You will want to start with a fifth string that is flat, and then tune up until it is in tune with the reference tone of A = 440 Hz. In fact, when using tuning hardware to tune a string, whether tuning to a fork or another string, always tune by tightening a flat string; never by loosening a sharp string. (You always hear musicians say “Get tuned up and we’ll get started.” You never hear them say “Get tuned down.”) So, for example, when I am tuning to the tuning fork, I will make sure that the fifth string is quite flat before starting. I do this because I want the hardware “nice and tight” by the time I have gotten “tuned up.” This helps prevent string slippage and better maintains the tuning. Okay, now let’s move on to tuning string-to-string.

The next string I tune is the sixth string. Now that we have tuned the fifth string to the fork, we may tune the sixth string to the fifth string. To do this, I will pluck the harmonic at the seventh fret of the fifth string (this is E at 330 Hz, since we have, in effect, already tuned our open fifth string (A) to 110 Hz) and tune the harmonic at the fifth fret of the sixth string to match that pitch. Now, if you see this as problematic, congratulations, you’re correct. In standard, equal temperament tuning, E = 329.62 Hz. So, if you match the harmonic of the seventh fret on the sixth string to the harmonic of the fifth fret on the fifth string, you have succeeded in improperly tuning the sixth string. We now have effectively tuned our open sixth string (E) to 82.50 Hz, when the correct standard is E = 82.41 Hz.

Let’s push on with this method, so that we will better see why it’s probably best not to use it.

Now that we’ve tuned the fifth and sixth strings, we may move on to the fourth string. Here, I will tune the harmonic on the seventh fret of the fourth string to the harmonic on the fifth fret of the fourth string. By doing this, we are bringing the harmonic on the seventh fret of the fourth string up to A = 440 Hz. This means that – without showing the math involved, not because it’s secret, but because it’s boring – we have effectively brought the pitch frequency of our open fourth string (D) to 146.67 Hz. The tempered standard for D? 146.83 Hz. Success. We have failed again.

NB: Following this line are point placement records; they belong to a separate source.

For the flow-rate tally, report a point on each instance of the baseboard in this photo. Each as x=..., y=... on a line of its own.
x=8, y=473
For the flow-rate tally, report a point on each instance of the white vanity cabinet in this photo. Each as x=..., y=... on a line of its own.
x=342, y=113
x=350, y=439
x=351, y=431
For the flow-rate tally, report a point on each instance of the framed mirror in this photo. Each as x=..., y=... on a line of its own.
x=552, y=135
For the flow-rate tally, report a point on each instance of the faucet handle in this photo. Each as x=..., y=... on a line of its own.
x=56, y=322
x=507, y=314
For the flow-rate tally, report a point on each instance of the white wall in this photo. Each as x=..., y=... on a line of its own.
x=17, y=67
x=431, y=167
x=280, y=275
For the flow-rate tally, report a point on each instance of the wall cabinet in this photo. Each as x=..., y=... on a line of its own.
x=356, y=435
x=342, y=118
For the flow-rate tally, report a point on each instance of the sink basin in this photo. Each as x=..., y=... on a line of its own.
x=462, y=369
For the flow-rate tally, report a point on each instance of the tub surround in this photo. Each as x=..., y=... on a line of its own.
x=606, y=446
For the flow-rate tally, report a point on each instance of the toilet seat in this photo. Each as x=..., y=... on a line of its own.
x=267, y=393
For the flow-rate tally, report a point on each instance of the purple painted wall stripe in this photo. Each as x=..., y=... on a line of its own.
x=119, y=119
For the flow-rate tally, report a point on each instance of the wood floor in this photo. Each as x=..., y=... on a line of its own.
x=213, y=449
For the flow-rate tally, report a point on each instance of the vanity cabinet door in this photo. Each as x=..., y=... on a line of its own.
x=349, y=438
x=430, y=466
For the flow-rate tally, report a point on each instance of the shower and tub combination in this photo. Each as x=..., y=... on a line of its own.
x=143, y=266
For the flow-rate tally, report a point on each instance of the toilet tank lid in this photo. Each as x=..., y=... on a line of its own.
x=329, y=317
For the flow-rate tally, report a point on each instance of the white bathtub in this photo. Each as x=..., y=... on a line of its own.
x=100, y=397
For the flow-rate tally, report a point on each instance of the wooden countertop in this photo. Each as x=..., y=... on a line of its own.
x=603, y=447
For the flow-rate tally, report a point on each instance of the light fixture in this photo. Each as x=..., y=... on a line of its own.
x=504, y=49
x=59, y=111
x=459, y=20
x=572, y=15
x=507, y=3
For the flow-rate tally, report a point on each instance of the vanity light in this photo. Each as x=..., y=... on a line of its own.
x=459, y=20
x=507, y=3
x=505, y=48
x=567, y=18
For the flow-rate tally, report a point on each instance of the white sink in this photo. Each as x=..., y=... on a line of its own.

Now let’s use our freshly out-of-tune fourth string as a reference for tuning the third string, and compound the problem. At this juncture, our reference tone will be our fresh D = 293.34 Hz as voiced by plucking the fifth fret on the third string. We will now tune the tone of the harmonic on the seventh fret of the third string up to our reference tone. Once accomplished, this effectively means that our open third string (G) is now at 195.56 Hz. The correct frequency? G = 196.00 Hz.

There are two more strings left to corrupt. For these, we will use the harmonic on the seventh fret of the sixth string (B as 247.50 Hz) as our reference. We will play the open second string (B) and tune accordingly. The correct standard for the open second string (B) is B = 246.94 Hz.

Finally, let’s jack up the first string (E). We will use the seventh fret on fifth string (E as 330 Hz) and tune the open first string (E) accordingly. The correct standard for the open first string (E) is E = 329.62 Hz.

While the fingers-free voicing and the purity of the harmonic tones might make this method of tuning attractive, it is not apt. The human ear can hear very slight deviations of pitch, and the discrepancies above are significant. We would be wise to choose a different tuning method.